Alarmingly, these views often accompany health misinformation, such as vaccine denial. When one embraces an all-encompassing conspiracy worldview, this skewed logic extends across multiple domains. Flat Earth beliefs are symptomatic of a broader pattern of unreasonable thinking. Understanding the factors that lead to one conspiracy theory can elucidate the reasons others gain traction.
The persistence of such beliefs underscores the challenges in changing entrenched views. Cognitive biases can distort our reasoning, making even the most absurd beliefs resilient, especially when bolstered by a community of like-minded thinkers. Online, flat Earthers find mutual validation, and any attempt to challenge their beliefs is often perceived as persecution, making them less receptive to logical counterarguments.

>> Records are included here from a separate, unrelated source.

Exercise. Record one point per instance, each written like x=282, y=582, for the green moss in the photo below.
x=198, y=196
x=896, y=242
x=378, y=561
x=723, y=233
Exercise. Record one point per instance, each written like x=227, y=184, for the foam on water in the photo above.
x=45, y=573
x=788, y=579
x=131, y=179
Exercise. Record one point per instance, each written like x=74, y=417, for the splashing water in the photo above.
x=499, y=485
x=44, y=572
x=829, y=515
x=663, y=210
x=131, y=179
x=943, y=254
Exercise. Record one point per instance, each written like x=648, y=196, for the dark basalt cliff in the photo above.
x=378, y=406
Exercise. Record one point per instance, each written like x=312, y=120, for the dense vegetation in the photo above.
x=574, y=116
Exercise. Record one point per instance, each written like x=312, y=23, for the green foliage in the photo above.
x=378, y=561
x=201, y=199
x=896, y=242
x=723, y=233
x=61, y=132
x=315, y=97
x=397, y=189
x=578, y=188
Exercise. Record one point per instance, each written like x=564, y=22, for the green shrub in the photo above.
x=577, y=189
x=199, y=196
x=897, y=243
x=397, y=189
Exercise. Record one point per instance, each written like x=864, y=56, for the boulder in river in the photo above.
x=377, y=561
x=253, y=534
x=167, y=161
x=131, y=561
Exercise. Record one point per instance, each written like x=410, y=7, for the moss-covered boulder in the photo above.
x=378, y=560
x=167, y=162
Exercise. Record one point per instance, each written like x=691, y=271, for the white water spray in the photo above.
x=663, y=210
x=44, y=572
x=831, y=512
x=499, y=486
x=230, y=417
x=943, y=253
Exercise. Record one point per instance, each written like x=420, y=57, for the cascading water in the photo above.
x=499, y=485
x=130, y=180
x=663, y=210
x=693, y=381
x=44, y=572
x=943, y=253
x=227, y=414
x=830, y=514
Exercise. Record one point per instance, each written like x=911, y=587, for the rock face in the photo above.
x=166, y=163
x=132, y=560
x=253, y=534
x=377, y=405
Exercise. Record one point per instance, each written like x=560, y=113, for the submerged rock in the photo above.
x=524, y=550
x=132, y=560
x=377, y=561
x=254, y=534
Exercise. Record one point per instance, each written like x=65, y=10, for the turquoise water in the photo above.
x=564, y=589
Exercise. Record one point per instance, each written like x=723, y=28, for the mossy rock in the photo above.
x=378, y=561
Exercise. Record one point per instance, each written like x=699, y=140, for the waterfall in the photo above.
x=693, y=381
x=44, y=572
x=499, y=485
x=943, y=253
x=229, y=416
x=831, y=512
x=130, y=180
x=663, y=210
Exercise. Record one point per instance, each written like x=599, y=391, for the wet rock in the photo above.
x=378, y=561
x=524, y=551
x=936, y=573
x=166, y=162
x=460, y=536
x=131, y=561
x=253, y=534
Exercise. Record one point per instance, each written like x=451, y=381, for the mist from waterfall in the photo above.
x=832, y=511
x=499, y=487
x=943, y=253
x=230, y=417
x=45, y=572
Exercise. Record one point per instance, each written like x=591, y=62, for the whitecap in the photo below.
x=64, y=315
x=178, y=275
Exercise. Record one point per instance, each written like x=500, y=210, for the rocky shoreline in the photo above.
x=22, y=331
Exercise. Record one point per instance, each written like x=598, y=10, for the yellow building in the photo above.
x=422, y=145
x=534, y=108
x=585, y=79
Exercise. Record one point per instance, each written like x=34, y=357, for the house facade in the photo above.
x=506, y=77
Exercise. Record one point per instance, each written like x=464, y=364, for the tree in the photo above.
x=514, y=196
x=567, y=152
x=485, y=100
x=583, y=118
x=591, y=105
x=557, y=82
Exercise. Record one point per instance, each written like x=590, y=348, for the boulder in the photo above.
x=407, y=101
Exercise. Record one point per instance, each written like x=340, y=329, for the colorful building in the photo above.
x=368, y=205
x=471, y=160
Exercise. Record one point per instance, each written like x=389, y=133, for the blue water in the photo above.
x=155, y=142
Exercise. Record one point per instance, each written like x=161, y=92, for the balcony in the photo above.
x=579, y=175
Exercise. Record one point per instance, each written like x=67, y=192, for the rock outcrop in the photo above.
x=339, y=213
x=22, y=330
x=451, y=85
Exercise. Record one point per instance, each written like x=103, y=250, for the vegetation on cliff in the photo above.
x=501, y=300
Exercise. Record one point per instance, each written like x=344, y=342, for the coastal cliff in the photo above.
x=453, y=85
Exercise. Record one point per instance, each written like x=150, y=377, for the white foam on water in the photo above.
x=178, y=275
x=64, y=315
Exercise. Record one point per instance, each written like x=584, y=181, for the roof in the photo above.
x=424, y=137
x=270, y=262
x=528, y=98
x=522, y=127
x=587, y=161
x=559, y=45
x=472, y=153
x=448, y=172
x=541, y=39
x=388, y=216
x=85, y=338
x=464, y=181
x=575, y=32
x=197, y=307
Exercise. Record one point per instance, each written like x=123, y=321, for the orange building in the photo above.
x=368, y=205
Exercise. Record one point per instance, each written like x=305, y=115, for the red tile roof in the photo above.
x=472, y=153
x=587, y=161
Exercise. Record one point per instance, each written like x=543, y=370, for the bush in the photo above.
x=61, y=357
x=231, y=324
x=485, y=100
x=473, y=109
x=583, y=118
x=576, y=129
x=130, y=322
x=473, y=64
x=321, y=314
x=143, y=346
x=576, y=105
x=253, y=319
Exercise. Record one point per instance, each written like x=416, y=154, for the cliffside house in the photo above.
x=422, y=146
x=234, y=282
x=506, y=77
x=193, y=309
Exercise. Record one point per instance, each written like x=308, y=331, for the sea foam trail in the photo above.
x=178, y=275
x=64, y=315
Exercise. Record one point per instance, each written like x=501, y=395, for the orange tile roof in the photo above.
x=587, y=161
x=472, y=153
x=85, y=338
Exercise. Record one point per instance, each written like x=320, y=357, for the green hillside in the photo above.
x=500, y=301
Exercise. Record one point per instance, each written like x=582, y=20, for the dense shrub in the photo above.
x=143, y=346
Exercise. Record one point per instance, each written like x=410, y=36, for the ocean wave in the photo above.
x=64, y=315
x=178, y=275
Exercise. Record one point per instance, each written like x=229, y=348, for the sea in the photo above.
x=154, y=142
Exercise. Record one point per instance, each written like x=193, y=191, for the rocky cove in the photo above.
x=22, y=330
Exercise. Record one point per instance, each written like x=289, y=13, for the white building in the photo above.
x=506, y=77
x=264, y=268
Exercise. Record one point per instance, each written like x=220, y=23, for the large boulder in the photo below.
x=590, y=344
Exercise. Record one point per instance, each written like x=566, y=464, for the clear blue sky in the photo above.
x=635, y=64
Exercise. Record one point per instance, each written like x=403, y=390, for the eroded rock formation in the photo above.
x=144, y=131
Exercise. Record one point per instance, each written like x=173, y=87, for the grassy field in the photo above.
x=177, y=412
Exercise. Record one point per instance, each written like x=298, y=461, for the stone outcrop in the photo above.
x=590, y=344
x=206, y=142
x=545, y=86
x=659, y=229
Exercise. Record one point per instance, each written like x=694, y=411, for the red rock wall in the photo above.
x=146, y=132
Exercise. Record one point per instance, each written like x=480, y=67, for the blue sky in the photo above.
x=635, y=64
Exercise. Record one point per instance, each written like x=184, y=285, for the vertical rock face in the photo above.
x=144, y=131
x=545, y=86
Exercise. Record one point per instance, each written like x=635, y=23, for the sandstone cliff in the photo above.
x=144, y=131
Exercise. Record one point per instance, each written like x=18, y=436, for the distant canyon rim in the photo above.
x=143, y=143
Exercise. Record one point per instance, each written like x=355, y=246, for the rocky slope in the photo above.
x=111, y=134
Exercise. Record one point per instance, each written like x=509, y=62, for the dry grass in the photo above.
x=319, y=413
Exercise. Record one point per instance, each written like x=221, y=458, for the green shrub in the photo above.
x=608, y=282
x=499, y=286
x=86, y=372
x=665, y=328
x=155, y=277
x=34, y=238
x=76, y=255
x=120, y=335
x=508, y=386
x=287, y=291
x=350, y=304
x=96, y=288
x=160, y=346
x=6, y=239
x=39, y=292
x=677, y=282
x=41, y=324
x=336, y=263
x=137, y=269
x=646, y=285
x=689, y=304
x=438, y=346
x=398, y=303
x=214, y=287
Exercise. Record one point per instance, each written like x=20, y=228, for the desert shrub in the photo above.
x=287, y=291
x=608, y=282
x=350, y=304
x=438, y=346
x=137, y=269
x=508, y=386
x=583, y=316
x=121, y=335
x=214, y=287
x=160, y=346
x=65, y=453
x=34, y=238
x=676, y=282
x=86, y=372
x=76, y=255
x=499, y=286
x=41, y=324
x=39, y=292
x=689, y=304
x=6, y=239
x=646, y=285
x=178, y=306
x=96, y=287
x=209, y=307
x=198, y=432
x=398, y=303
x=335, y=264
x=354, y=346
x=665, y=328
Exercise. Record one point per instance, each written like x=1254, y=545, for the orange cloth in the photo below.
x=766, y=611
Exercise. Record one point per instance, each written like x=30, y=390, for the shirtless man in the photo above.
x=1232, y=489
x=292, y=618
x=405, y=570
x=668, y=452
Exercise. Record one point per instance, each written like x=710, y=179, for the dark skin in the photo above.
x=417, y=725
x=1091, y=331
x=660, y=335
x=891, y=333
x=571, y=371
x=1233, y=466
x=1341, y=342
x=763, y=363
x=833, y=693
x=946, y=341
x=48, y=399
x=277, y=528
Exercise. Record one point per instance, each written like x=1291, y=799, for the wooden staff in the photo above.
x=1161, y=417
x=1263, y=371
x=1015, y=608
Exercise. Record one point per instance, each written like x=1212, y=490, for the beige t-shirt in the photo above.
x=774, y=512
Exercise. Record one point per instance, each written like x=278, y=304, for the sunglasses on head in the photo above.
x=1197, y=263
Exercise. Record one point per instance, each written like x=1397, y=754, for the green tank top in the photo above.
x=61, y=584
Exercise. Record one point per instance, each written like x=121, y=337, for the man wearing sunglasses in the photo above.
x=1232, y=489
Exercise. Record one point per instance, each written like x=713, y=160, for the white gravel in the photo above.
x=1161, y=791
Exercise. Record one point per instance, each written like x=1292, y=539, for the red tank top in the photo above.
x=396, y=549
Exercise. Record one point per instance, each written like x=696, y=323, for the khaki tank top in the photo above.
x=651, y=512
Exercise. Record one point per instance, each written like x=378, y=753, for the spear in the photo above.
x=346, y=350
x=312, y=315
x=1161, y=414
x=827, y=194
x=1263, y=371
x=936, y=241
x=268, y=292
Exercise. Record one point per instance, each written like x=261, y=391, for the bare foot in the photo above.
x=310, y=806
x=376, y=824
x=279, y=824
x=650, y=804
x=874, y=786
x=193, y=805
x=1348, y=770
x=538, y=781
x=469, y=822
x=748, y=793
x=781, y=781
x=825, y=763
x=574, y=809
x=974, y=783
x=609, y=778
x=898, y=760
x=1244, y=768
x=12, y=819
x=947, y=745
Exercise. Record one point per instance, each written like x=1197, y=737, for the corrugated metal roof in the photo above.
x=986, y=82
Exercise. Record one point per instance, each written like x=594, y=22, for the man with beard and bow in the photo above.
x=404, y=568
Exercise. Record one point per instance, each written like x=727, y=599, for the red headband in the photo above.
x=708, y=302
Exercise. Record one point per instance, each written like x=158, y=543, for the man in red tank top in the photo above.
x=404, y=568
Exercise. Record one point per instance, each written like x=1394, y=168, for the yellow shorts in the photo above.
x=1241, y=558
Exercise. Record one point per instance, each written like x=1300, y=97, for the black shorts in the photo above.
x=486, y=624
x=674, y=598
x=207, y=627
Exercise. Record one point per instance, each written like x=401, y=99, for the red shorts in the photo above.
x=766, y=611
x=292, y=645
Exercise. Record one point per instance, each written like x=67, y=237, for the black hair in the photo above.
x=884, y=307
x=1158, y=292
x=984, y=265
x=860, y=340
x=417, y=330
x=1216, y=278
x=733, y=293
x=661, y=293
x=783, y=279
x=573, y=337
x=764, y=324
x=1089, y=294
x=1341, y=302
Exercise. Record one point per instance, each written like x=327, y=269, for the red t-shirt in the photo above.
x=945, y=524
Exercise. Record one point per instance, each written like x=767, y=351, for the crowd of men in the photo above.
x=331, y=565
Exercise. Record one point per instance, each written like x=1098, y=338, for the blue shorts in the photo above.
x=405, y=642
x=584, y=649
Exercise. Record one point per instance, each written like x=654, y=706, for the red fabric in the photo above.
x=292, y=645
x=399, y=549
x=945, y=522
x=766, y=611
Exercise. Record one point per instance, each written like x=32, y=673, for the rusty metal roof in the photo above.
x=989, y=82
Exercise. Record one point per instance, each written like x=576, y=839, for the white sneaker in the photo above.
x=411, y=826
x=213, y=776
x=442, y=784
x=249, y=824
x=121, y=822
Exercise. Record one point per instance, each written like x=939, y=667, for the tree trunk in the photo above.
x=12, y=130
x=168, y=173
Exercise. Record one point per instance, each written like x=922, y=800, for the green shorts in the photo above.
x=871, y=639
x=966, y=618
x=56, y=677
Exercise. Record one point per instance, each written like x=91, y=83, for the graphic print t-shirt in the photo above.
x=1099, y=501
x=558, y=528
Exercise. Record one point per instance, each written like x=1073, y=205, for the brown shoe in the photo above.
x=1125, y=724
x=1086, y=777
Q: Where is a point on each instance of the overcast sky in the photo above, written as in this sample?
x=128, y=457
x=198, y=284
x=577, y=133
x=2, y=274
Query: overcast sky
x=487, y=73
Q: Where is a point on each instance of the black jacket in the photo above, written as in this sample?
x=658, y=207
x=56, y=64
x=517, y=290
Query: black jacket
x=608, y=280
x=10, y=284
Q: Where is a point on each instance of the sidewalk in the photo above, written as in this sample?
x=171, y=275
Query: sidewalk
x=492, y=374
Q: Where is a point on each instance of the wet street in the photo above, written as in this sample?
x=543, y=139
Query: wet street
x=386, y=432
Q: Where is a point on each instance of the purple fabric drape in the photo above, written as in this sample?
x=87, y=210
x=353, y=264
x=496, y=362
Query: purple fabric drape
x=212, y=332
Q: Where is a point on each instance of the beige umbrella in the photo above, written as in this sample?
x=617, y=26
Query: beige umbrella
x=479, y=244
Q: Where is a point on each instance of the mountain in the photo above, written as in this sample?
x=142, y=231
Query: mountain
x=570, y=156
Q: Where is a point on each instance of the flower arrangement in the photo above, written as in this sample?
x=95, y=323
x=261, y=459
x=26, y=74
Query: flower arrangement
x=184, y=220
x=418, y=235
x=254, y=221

These beliefs rarely exist in isolation. For example, flat Earthers frequently also deny climate change, despite substantial evidence. This pattern underscores the pervasive nature of biased thinking in today’s world.
Addressing such denialism necessitates a thoughtful approach. Merely dismissing believers risks alienating them further. Instead, a non-judgmental strategy that promotes critical thinking and self-reflection is more fruitful. While not all unfounded beliefs warrant direct engagement, understanding the underlying psychology behind theories like the flat Earth can offer valuable insights into human irrationality.